Coinjure: A Trading Agent Harness
for Prediction Markets

Coinjure mascot

March 2026

Haofei Yu   Yicheng Yang   Yuxiang Liu   Jiaxuan You
University of Illinois Urbana-Champaign
haofeiy2@illinois.edu   jiaxuan@illinois.edu
TL;DRCoinjure is a CLI-based harness for trading agents in prediction markets. It empowers agents to drive the entire strategy lifecycle purely by interacting with a command-line interface. By simply issuing CLI commands, an agent can autonomously discover cross-market relations, compile executable strategies, run large-scale backtests, and deploy to live execution. Using Coinjure, agents like Claude Code or Codex can discover over 100 backtest-positive strategies in a single hour—a capability we have validated by deploying to live trading and generating real profit on prediction market exchanges.

Demonstration

1min Introduction of Coinjure

Basic Functionality Demo of Coinjure

Claude Code + Coinjure Demo

Introduction

Quant Trading vs Agent-Native Trading
Figure 1. Trading is moving into an agent-native era. In algorithmic trading (left), humans design, validate, and manage strategies while algorithms execute. In agent-native trading (right), the LLM agent drives the full management cycle; humans only monitor.

Trading is entering an AI-native era. Modern quantitative infrastructure has largely automated low-level execution, yet the higher-order loop—spanning strategy discovery, capital allocation, and adaptive repositioning—remains stubbornly human-driven and intuition-based (Figure 1). As LLM agents become increasingly capable, fully automating this loop is now a plausible reality. This evolution raises a critical systems question: what scaffold does an LLM agent actually require to discover, validate, deploy, and manage trading strategies effectively?
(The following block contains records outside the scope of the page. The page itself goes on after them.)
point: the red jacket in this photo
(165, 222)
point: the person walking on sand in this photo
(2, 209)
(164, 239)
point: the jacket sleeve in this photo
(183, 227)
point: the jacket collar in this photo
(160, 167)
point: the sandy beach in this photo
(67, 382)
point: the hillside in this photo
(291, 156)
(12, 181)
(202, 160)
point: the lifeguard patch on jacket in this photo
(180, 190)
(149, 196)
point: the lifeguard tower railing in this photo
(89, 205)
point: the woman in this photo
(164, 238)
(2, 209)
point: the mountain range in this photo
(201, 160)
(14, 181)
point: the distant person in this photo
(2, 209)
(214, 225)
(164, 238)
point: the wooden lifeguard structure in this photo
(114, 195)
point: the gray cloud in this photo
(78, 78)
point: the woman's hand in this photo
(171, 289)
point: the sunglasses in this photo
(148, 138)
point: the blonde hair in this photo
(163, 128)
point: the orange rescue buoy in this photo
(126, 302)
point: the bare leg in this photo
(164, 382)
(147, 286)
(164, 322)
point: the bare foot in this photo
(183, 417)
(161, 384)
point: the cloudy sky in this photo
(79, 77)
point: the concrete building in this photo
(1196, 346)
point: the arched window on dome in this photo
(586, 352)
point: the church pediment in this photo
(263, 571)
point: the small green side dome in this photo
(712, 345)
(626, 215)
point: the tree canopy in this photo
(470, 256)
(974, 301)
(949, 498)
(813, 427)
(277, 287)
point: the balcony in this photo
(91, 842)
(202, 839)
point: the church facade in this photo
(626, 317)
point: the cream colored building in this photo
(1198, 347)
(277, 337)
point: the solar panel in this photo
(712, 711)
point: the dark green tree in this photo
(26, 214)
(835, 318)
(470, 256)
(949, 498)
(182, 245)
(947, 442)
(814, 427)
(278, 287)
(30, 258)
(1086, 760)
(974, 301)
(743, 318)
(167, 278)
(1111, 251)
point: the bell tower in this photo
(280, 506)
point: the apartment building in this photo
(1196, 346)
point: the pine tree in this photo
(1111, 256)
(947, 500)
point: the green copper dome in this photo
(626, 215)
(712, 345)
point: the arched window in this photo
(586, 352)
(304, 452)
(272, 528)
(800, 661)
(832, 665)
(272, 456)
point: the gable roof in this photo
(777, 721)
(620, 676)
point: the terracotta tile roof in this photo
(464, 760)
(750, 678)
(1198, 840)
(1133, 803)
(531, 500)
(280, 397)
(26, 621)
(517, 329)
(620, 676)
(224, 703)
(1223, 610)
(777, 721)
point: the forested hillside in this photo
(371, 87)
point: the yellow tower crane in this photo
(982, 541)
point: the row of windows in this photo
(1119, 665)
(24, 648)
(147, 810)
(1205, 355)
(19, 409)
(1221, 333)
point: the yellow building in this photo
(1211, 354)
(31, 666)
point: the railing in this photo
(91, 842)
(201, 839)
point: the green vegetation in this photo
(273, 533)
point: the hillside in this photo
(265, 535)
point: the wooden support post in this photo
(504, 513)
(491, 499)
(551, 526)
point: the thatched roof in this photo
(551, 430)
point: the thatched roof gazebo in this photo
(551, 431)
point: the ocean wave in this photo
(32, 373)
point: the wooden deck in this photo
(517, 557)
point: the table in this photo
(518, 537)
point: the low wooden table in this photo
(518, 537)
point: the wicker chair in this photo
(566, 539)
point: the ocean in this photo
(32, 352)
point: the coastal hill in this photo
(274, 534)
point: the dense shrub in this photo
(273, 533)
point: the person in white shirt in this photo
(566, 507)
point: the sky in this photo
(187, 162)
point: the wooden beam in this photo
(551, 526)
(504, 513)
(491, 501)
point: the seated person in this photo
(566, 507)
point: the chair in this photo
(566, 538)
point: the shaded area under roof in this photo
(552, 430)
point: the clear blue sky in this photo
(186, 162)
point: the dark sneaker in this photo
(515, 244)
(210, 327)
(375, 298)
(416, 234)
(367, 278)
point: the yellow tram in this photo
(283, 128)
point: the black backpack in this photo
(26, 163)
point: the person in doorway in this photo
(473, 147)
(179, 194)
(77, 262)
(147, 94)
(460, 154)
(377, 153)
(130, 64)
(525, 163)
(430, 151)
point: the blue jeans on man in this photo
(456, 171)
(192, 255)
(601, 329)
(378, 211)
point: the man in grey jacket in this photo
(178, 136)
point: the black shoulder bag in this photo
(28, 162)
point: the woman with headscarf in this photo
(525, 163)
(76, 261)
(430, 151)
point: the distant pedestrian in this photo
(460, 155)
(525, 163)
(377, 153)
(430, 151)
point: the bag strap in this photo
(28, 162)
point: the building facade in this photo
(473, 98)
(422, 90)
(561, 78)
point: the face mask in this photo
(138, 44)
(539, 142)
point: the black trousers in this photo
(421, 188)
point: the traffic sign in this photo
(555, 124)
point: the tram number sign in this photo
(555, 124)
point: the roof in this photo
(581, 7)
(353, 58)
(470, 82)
Prediction markets are a natural benchmark for LLM agents. Prediction markets are a natural benchmark for LLM agents. Unlike traditional financial exchanges, where alpha is typically extracted through low-latency execution or microstructure optimization, prediction markets are fundamentally semantic and event-driven. Price discovery here relies not on pure numerical data, but on interpreting political shifts, breaking news, and evolving public narratives. Consequently, success in these markets depends heavily on social understanding, information synthesis, and probabilistic reasoning—domains where LLM agents uniquely excel. In this sense, prediction markets are not merely an alternative trading venue; they provide a dynamic environment where an agent must continuously interpret society, adapt to unstructured information, and autonomously self-evolve.

Existing trading systems are human-native, not agent-native. Most platforms today are still built around visual dashboards and UI workflows optimized for human perception. For an AI agent, however, a command-line interface (CLI) is the natural environment. Agents operate through text, programmatic commands, and structured outputs—not visual screens. A well-designed CLI exposes exactly the primitives an agent requires: market discovery, position management, and order execution, all formatted to be seamlessly composed within a reasoning loop. Therefore, the core challenge is not making graphical UIs more agent-friendly, but architecting systems that are natively accessible through an agent-first interface.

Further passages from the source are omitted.